By Danielle Pereira
Since completing a nursing student placement at St. Michael’s Hospital in December 2020, Conor Goulden knew he wanted to find a permanent spot at the hospital.
“I did a student placement in my fourth year in the Cardiac Intensive Care Unit (CICU), and I remember thinking it didn’t seem possible to work in a workplace and love it so much that you almost feel like crying at the end,” he recalls.
Goulden hoped to find another student placement at St. Michael’s, but due to the COVID-19 pandemic there were no spots at the time. A few months later, he noticed a posting online for a paid clinical extern position that seemed like the perfect fit.
Since last year, the Ontario Ministry of Health has funded a clinical extern program to support organizations with health human resource challenges resulting from the pandemic. This funding support is slated to continue until March 2023.

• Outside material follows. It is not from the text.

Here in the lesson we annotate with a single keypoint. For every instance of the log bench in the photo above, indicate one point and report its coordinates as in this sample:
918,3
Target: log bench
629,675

Canadian healthcare employers have the highest ever level of job vacancies – with over two-thirds of those positions in nursing roles, according to Statistics Canada. Select hospitals in Ontario, including Unity Health Toronto, were invited to participate to support clinical externships, one of several initiatives the organization has undertaken to address clinical staffing vacancies.
Clinical externs are students who are still in the process of completing their educational programs. Employed as unregulated care providers (UCPs), they can help with specific care tasks, such as assisting patients with activities of daily living, supporting ambulation, positioning, feeding and toileting, as well as supporting admission assessments, preparing patients to go for tests, etc.
“Although they can’t do the same kind of work as a fully-trained nurse, externs help with duties that improve the quality of care for patients and play a support role to the unit,” says Julie McShane, Clinical Educator of Nursing Professional Practice at Unity Health. “Externships aren’t necessarily new – some hospitals have used them to provide summer employment to students for many years – but they’ve taken on an expanded importance with the pandemic and health system pressures.”
Once clinical externs have completed their formal education, Unity Health looks for opportunities to hire them into full-time and part-time roles. So far, 44 of the 157 individuals hired as clinical externs have transitioned into registered nurse (RN) and registered practical nurse (RPN) roles, says Kaleil Mitchell, Project Manager II, Nursing Practice and Education.
Goulden says his externship with the inpatient orthopedics unit at St. Michael’s was an opportunity to supplement his nursing education by being able to observe nursing on a unit more broadly.
“It was like watching a live action documentary of nursing practice on a unit,” he says. “As a nursing student you’re assigned one preceptor, but as an extern some days you would be paired with one nurse, another day two nurses, or some days you’d be assigned an area in the unit.”
“It allowed me to observe how different people do things and you get to observe different skills, especially things like documentation, and it also gave me a chance to lift the fear of simple things, like calling locating to page somebody.”
Clinical externs also have the ability to build skills in communicating with patients, says McShane.
“Externs have that close contact with the patients they’re assigned to and a bit more time for longer patient interaction, which can be a great help on a unit that’s short staffed,” she says. “It’s also another opportunity to see and to make connections with different areas of the hospital because there are limited opportunities for students in the course of an undergraduate program to see different areas.”
After completing his externship and graduating from his nursing program, Goulden was hired full-time as a RN, first in the cardiovascular (CV) surgery unit and now in the CICU at St. Michael’s.
“I really can say with full confidence and belief that if I didn’t do my clinical externship, I would not have been fully functional in CV surgery or the CICU,” he says “The externship allowed me to observe and become familiar with a lot of things, like policies, equipment and medication, without being responsible for it. So when I started in these fast paced areas, I felt more comfortable.”
Goulden adds that the nurses on the orthopedics unit where he completed his externship really embodied what it meant to be a teaching hospital.
“During my externship, often the nurses would come and say, ‘I have this neat thing that you probably haven’t seen, come over and have a look’, he says. “Everybody recognizes we’re a teaching hospital genuinely, and everybody wants to teach. That part of the experience has been invaluable to me starting my career.”
Danielle Pereira is senior communications advisor at Unity Health Toronto.